Гигант нахмурил брови с таким изумлением, что Адриан поневоле подумал: «Во всяком случае, человек он честный».
– Не понимаю, куда вы клоните, – медленно проговорил Халлорсен.
– Вы же сами выбрали моего племянника?
– Да, из двадцати других.
– Вот именно. Значит, вы плохо выбрали?
– Конечно.
– Ошиблись в выборе?
Халлорсен расхохотался.
– Ловко вы меня поймали. Но я не из тех, кто хвастает своими ошибками.

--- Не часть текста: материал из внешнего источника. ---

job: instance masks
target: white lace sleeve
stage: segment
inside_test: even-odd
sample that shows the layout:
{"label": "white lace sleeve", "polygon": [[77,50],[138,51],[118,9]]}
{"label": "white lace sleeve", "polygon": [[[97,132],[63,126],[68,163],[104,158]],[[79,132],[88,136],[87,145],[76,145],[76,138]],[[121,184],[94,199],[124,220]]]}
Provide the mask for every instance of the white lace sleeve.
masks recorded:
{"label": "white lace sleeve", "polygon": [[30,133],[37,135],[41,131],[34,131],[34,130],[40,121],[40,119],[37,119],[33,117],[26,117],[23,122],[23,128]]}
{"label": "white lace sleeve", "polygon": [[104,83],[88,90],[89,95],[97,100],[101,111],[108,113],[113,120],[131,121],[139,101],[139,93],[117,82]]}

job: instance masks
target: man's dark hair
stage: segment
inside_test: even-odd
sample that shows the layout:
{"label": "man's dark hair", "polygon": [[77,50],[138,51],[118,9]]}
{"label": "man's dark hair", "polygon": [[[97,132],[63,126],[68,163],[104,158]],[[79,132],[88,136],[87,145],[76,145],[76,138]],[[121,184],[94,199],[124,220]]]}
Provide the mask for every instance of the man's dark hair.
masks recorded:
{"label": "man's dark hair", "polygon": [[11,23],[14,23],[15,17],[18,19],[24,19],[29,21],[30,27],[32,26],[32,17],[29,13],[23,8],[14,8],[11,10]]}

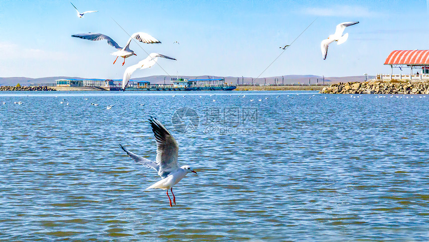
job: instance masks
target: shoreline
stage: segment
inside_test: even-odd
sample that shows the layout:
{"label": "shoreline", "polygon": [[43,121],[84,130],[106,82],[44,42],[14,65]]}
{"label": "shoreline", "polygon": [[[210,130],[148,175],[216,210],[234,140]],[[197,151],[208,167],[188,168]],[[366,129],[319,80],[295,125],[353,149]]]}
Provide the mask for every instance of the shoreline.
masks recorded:
{"label": "shoreline", "polygon": [[[325,86],[324,87],[326,86]],[[237,86],[232,91],[319,91],[321,86]],[[110,91],[107,88],[73,86],[0,86],[0,91]],[[147,91],[141,90],[142,91]],[[116,91],[118,91],[116,90]]]}
{"label": "shoreline", "polygon": [[323,87],[321,86],[237,86],[233,91],[319,91]]}
{"label": "shoreline", "polygon": [[370,80],[361,82],[340,82],[325,87],[319,92],[348,94],[429,94],[429,82]]}

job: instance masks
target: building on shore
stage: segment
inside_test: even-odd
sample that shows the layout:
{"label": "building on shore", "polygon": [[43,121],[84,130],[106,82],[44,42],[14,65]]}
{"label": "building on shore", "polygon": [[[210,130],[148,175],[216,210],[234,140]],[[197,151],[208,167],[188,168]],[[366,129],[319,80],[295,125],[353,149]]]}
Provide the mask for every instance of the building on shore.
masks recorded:
{"label": "building on shore", "polygon": [[[390,74],[377,74],[378,80],[429,81],[429,50],[394,50],[384,64],[390,65]],[[409,72],[406,72],[408,68]],[[394,73],[394,69],[399,70],[399,73]]]}
{"label": "building on shore", "polygon": [[[120,88],[122,84],[121,79],[60,79],[55,80],[56,86],[62,87],[94,87],[101,88]],[[150,82],[147,81],[136,81],[131,80],[128,83],[128,86],[137,87],[141,83],[145,85],[150,85]]]}
{"label": "building on shore", "polygon": [[151,83],[148,81],[140,81],[137,82],[138,88],[145,88],[151,84]]}

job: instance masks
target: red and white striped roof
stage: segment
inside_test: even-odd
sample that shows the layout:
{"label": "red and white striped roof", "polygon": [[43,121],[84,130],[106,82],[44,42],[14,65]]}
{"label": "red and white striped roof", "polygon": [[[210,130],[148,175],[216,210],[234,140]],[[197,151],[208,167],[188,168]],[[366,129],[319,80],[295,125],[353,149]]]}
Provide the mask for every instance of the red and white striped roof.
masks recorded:
{"label": "red and white striped roof", "polygon": [[429,50],[394,50],[384,64],[429,65]]}

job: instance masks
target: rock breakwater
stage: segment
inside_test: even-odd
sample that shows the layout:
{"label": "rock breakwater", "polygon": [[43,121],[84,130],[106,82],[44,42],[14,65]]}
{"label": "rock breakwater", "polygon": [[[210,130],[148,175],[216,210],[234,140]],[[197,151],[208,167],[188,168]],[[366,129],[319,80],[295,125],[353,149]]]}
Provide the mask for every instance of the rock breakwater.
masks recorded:
{"label": "rock breakwater", "polygon": [[363,82],[335,83],[324,87],[320,93],[429,94],[429,82],[392,82],[372,80]]}
{"label": "rock breakwater", "polygon": [[0,86],[1,91],[55,91],[47,86]]}

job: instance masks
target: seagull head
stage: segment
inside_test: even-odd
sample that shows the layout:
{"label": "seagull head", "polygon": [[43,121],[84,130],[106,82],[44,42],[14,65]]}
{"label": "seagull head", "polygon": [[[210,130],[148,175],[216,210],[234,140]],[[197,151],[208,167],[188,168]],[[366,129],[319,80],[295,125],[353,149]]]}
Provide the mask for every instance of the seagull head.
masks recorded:
{"label": "seagull head", "polygon": [[189,166],[183,166],[181,167],[181,168],[185,170],[186,171],[187,173],[189,173],[190,172],[193,172],[196,174],[197,174],[197,173],[195,172],[195,171],[191,169],[191,167],[190,167]]}

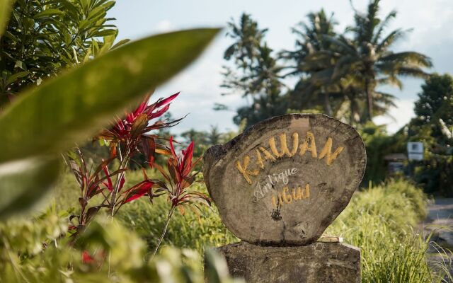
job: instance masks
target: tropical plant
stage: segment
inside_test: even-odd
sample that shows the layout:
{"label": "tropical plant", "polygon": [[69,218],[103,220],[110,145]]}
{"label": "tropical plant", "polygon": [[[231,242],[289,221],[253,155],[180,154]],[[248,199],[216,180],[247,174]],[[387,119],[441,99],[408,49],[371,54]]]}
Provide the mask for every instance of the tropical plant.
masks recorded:
{"label": "tropical plant", "polygon": [[426,192],[453,194],[453,78],[434,74],[422,85],[408,140],[423,142],[424,161],[413,161],[415,180]]}
{"label": "tropical plant", "polygon": [[394,96],[378,91],[378,86],[391,85],[401,88],[401,76],[426,78],[423,69],[432,66],[430,59],[421,53],[391,50],[394,43],[409,30],[396,29],[386,35],[386,28],[396,16],[396,11],[391,11],[382,20],[378,17],[379,9],[379,0],[372,0],[366,13],[355,10],[355,25],[347,29],[352,39],[343,35],[327,36],[341,54],[332,76],[352,79],[354,85],[362,91],[366,101],[364,121],[385,113],[394,105]]}
{"label": "tropical plant", "polygon": [[243,13],[239,25],[229,23],[227,34],[235,42],[224,54],[226,60],[234,59],[235,69],[224,67],[222,87],[239,93],[251,100],[238,110],[236,125],[246,120],[247,126],[286,111],[281,91],[282,67],[273,55],[273,50],[263,41],[266,29],[260,30],[250,15]]}
{"label": "tropical plant", "polygon": [[290,92],[289,107],[304,109],[322,105],[328,115],[333,115],[333,103],[338,96],[337,82],[331,79],[336,58],[332,50],[332,43],[325,36],[336,35],[335,26],[338,23],[333,15],[328,17],[323,9],[307,15],[309,23],[299,23],[292,28],[296,39],[296,50],[284,50],[280,57],[290,62],[285,67],[289,72],[285,76],[297,78],[298,81]]}
{"label": "tropical plant", "polygon": [[[2,25],[6,22],[6,17],[0,18]],[[185,67],[217,33],[199,29],[150,37],[21,93],[0,115],[5,133],[0,153],[0,216],[39,200],[57,180],[59,153],[96,134],[125,105]]]}
{"label": "tropical plant", "polygon": [[200,156],[197,159],[193,161],[193,148],[194,144],[192,142],[185,149],[182,151],[181,154],[176,154],[173,144],[173,137],[171,137],[170,138],[171,155],[167,161],[167,171],[166,172],[159,164],[154,164],[154,166],[159,170],[165,178],[165,181],[156,181],[156,183],[160,190],[168,193],[168,200],[171,204],[167,214],[164,231],[157,243],[154,255],[156,254],[161,243],[162,243],[162,239],[165,236],[168,223],[176,208],[178,207],[180,212],[183,214],[185,206],[193,209],[195,209],[194,207],[200,209],[197,206],[197,203],[208,206],[211,205],[209,197],[205,194],[188,190],[188,187],[195,181],[195,177],[199,171],[193,173],[193,171],[202,157]]}
{"label": "tropical plant", "polygon": [[115,1],[14,1],[0,40],[0,106],[30,85],[111,48],[117,30],[107,18]]}

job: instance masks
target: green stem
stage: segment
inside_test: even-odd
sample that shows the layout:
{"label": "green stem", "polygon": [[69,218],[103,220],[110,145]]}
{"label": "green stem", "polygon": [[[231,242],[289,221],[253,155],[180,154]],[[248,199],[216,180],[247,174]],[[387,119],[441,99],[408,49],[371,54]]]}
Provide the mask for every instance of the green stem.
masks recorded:
{"label": "green stem", "polygon": [[168,223],[170,222],[170,219],[171,219],[171,216],[173,215],[173,212],[175,211],[176,207],[172,206],[171,209],[170,209],[170,211],[168,212],[168,215],[167,216],[167,221],[165,222],[165,226],[164,226],[164,231],[162,231],[162,235],[161,235],[161,238],[159,239],[157,246],[156,246],[156,248],[154,249],[154,252],[153,253],[152,258],[154,258],[154,255],[156,255],[156,253],[157,253],[157,250],[159,250],[159,247],[161,246],[161,243],[162,243],[162,240],[164,240],[164,237],[165,236],[165,234],[167,233],[167,229],[168,228]]}
{"label": "green stem", "polygon": [[[122,157],[121,160],[121,163],[120,163],[119,169],[124,169],[127,166],[127,163],[129,162],[129,150],[126,151],[126,154]],[[125,172],[122,172],[118,174],[118,178],[116,179],[116,183],[115,184],[115,187],[113,188],[113,192],[112,193],[112,199],[110,200],[110,216],[113,218],[115,216],[115,207],[116,205],[116,196],[120,190],[120,183],[121,183],[121,179],[122,176],[125,175]]]}

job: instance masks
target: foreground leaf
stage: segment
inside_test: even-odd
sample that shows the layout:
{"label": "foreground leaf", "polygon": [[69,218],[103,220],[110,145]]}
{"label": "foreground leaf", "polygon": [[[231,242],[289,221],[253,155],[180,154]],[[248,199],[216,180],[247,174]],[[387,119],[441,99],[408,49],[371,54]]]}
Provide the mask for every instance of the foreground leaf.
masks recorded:
{"label": "foreground leaf", "polygon": [[178,31],[130,43],[22,94],[0,116],[0,162],[58,153],[92,136],[193,61],[218,31]]}
{"label": "foreground leaf", "polygon": [[58,178],[59,158],[35,158],[0,166],[0,219],[28,209]]}
{"label": "foreground leaf", "polygon": [[3,35],[5,28],[6,28],[6,23],[8,23],[8,21],[9,20],[11,6],[13,2],[13,0],[0,1],[0,37]]}

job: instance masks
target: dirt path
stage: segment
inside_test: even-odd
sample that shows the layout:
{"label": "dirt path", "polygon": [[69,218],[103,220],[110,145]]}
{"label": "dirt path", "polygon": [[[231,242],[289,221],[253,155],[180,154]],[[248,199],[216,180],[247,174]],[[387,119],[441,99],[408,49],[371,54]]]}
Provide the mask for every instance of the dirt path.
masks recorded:
{"label": "dirt path", "polygon": [[453,198],[435,199],[428,208],[424,229],[435,231],[432,240],[440,246],[453,248]]}
{"label": "dirt path", "polygon": [[[428,214],[422,224],[423,231],[427,235],[432,233],[431,241],[439,246],[453,250],[453,198],[435,199],[428,205]],[[435,248],[428,252],[432,268],[438,268],[436,262],[443,260],[449,266],[450,275],[453,276],[453,254],[451,252],[446,251],[442,255]],[[445,282],[449,282],[447,278]]]}

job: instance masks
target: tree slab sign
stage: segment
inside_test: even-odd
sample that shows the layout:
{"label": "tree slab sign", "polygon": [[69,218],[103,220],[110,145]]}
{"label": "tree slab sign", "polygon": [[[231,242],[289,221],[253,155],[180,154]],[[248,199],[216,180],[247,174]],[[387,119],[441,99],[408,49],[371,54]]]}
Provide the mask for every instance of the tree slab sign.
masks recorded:
{"label": "tree slab sign", "polygon": [[208,191],[234,235],[252,243],[302,246],[346,207],[366,154],[352,127],[321,114],[289,114],[210,148],[204,161]]}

– Вам нужен был человек без капли жалости в душе, – сухо сказал Адриан. – Что ж, вам действительно не повезло.
Халлорсен покраснел.
– Тут мы с вами не сговоримся. Ну что ж, возьму-ка я свои черепа и пойду. Спасибо за любезный прием.
С тем он и ушел.
Адриана обуревали самые противоречивые чувства. Этот тип оказался куда лучше, чем он думал. Великолепный экземпляр в физическом отношении, далеко не дурак, а его духовный склад… что ж, характерен для Нового Света, где человек не заглядывает далеко в будущее и где цель всегда оправдывает средства. «Жаль будет, – подумал он, – если они передерутся. А все-таки этот тип не прав; надо быть человечнее и не нападать на людей в печати. Уж очень он большой эгоист, наш друг Халлорсен». И Адриан положил новогвинейскую челюсть обратно в шкаф.